Al mirar hacia el futuro, Kliksberg también tiene un papel importante al crear el programa Cien Jóvenes para una Economía con Rostro Humano. “Es un programa para formar nuevos economistas y profesores de gerencia que termina de institucionalizarse en las 26 universidades nacionales de la Argentina y ahora será un proyecto de toda la UNASUR”, comentó.
A esto se agrega el Informe Kliksberg que se emite por el canal Encuentro que busca a través de la televisión dar algunas claves económicas. Pero el economista quiere llegar con su mensaje social a las escuelas y el ministerio de Educación ya analiza uno de sus proyectos.
- ¿Cuál sería el mensaje para las nuevas generaciones?
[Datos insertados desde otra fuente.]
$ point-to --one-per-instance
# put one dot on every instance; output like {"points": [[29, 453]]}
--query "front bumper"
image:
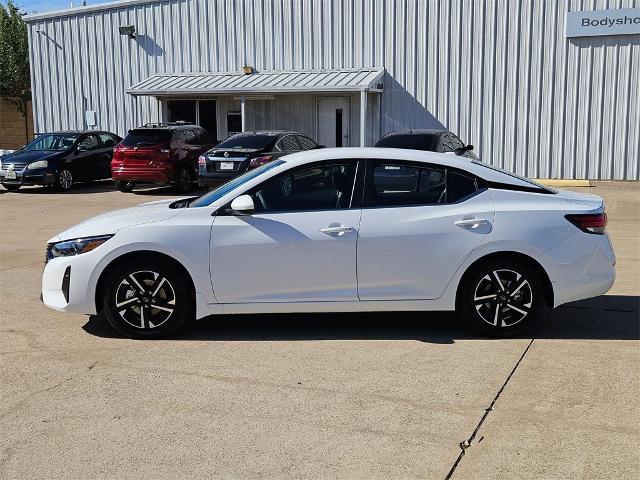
{"points": [[65, 282], [162, 174]]}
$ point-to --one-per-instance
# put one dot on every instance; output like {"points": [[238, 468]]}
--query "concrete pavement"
{"points": [[321, 396]]}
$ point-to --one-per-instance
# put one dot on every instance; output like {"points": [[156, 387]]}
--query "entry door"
{"points": [[333, 122], [299, 245]]}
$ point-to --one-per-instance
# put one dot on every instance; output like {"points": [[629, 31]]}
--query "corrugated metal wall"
{"points": [[497, 72]]}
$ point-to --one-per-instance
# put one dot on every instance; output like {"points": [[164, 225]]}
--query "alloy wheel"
{"points": [[503, 298], [145, 299]]}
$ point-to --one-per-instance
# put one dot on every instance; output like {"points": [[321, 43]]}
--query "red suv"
{"points": [[160, 153]]}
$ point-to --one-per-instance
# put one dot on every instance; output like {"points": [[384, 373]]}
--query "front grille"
{"points": [[66, 280]]}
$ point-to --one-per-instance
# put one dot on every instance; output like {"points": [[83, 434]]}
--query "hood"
{"points": [[587, 199], [24, 157], [109, 223]]}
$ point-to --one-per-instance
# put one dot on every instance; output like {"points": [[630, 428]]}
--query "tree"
{"points": [[15, 78]]}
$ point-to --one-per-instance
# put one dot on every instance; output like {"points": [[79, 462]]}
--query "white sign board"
{"points": [[623, 21]]}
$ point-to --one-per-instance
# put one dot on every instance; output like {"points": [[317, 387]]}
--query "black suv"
{"points": [[248, 150], [59, 159], [160, 153], [431, 140]]}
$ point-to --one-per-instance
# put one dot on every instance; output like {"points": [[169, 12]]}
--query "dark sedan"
{"points": [[59, 159], [427, 139], [248, 150]]}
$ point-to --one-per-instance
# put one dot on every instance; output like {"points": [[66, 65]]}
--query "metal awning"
{"points": [[277, 81]]}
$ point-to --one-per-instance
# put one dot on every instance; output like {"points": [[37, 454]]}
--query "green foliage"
{"points": [[15, 81]]}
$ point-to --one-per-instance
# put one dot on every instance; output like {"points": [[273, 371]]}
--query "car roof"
{"points": [[443, 159], [267, 132]]}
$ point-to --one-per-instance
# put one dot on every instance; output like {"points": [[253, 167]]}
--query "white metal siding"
{"points": [[499, 73]]}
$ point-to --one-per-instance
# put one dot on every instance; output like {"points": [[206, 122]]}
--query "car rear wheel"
{"points": [[64, 180], [145, 299], [125, 186], [502, 298], [184, 180]]}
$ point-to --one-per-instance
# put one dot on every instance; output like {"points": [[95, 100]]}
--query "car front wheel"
{"points": [[502, 298], [146, 299]]}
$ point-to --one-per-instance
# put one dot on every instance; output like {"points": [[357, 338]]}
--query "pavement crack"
{"points": [[465, 444]]}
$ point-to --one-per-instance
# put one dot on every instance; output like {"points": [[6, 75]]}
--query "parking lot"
{"points": [[388, 395]]}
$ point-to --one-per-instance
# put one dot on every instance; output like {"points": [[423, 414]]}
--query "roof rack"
{"points": [[167, 124]]}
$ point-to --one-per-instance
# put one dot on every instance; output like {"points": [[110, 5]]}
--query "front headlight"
{"points": [[75, 247], [39, 164]]}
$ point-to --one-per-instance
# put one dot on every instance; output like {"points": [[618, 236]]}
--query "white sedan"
{"points": [[339, 230]]}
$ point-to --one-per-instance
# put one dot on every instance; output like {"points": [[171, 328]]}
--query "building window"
{"points": [[182, 110], [207, 116], [234, 123]]}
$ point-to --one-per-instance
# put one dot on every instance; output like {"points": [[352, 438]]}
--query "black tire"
{"points": [[512, 306], [125, 187], [64, 180], [162, 306], [184, 180]]}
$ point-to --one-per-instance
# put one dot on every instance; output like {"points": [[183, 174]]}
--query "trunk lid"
{"points": [[587, 199]]}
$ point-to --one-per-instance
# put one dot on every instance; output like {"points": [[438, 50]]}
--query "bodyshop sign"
{"points": [[623, 21]]}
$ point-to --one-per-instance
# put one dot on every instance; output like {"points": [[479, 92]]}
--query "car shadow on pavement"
{"points": [[603, 318]]}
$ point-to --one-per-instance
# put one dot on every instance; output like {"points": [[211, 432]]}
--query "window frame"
{"points": [[355, 202], [368, 173]]}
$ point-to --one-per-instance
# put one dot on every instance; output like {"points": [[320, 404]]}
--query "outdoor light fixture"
{"points": [[129, 30]]}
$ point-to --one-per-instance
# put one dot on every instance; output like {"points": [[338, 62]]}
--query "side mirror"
{"points": [[463, 150], [243, 205]]}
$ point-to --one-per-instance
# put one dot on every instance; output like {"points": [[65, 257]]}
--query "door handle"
{"points": [[340, 230], [471, 222]]}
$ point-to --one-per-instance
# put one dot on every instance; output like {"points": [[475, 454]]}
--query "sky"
{"points": [[41, 6]]}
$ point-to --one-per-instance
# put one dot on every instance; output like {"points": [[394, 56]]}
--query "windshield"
{"points": [[222, 190], [53, 141], [514, 175], [247, 141], [146, 136]]}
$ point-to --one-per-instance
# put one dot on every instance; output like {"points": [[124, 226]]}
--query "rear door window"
{"points": [[146, 137]]}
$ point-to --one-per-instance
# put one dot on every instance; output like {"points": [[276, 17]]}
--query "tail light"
{"points": [[589, 223], [259, 161]]}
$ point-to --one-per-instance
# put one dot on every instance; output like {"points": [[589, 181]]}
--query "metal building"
{"points": [[534, 95]]}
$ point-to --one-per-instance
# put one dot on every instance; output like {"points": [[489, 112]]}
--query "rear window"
{"points": [[411, 141], [247, 141], [146, 137]]}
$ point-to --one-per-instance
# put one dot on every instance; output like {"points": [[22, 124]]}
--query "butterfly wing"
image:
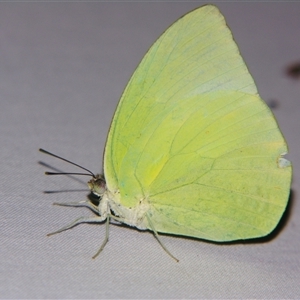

- Que se involucren donde ellos quieran, en Hebraica, en un partido político, en una ONG, en el centro de estudiantes, sean protagonistas, no sean indiferentes. Pero sobre todo que se tengan toda la confianza.
A la hora de involucrarse, Kliksberg ya es un especialista, ya que acaba de manera honoraria ser el asesor principal de la organización Un techo para mi país, una ONG con 400 mil voluntarios. “La mayor organización voluntaria de América Latina que ha construido 100 mil viviendas para familias que viven en pobreza extrema, se trata de viviendas que se construyen en dos días”, agregó el economista.
Finalmente, Kliksberg recomendó a las nuevas generaciones que “no se dejen corromper por nada”. “El sentido último de la vida está en que uno sienta que aquello que dice el texto bíblico, lo más importante, es la contribución real, es dejar un mundo real para adelante. Esa es una fuente de felicidad”, concluyó.